Rashid asked the government to consult transgender groups, not only in Jammu and Kashmir but elsewhere in the country where transgender movements “are more advanced”. “The process is really important,” she said. “The government needs to take tanspersons on board and hear from them what they want. What is a medical board going to detect?”
Not by policy alone
Bund, who heads the Sonzal Welfare Trust, a non-profit working for the welfare of gender and sexual minorities in Jammu and Kashmir, welcomed the latest budgetary provisions for transgender people but felt that “more needs to be done”.
The trust had sent “comprehensive recommendations” for the policy to the government, Bund said, but “they picked and chose”. He argued that to relieve the plight of transgender people, the state must consider “investments such as reservation in education and government service” as well as skill development training for young transgender people.

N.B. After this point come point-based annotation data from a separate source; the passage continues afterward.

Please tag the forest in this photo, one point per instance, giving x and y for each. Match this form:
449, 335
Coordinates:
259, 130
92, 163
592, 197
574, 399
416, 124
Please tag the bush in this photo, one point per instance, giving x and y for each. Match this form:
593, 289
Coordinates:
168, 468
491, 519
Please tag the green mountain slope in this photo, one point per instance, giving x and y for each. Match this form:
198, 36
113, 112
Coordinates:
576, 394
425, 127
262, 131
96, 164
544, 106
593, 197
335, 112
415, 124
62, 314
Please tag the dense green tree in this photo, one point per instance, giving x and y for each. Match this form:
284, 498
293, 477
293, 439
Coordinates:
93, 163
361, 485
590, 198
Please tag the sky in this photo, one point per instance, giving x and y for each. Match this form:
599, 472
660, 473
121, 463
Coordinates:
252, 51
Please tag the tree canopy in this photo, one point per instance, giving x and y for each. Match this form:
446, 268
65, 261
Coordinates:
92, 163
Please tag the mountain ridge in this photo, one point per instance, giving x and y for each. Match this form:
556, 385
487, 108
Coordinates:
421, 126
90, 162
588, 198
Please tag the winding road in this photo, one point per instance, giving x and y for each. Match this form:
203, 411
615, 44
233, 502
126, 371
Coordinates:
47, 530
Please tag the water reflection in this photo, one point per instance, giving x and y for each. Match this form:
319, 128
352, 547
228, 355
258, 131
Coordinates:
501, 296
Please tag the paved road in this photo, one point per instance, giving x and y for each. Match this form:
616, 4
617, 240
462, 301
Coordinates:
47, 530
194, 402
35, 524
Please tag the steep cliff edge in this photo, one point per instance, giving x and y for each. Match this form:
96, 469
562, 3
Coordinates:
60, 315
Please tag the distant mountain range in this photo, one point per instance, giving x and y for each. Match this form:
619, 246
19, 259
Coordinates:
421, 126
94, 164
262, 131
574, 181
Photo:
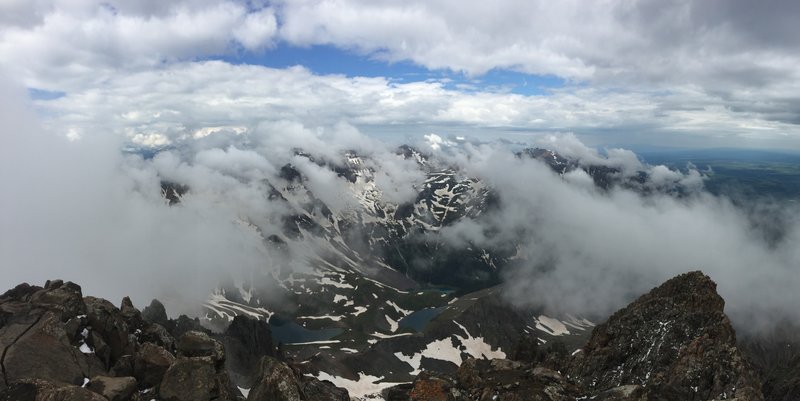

Absent such investment, Bund said, the policy could “fail in its implementation like other schemes”. The biggest problem with the implementation, he added, is the government’s failure to reach out to transgender people. “They have to formulate a proper welfare policy with an inclusive approach,” Bund said.
However, an official in the finance ministry, who asked not to be identified, said the new budgetary proposals were only the beginning of a consultative process.
The official argued that hindrances in ensuring the welfare of transgender people came from within the society. “Who has stopped them from going to educational institutions? They are open to all,” he said. “There are acceptability issues because of which transgenders are cocooned in certain circumstances. There is no social system to support them.”
For welfare measures to succeed, he added, it is imperative that transgender people feel they have enough social acceptance to publicly own their identity. Census records show there are over 4,000 transgender people in the state, the official said, but the actual number may be higher since “many do not identify as one fearing social stigma”.
Subhan agreed that government policies alone will not address the plight of his community. “We have hopes from the society as well,” Subhan said. “Without the society’s acceptance, our existence is irrelevant.”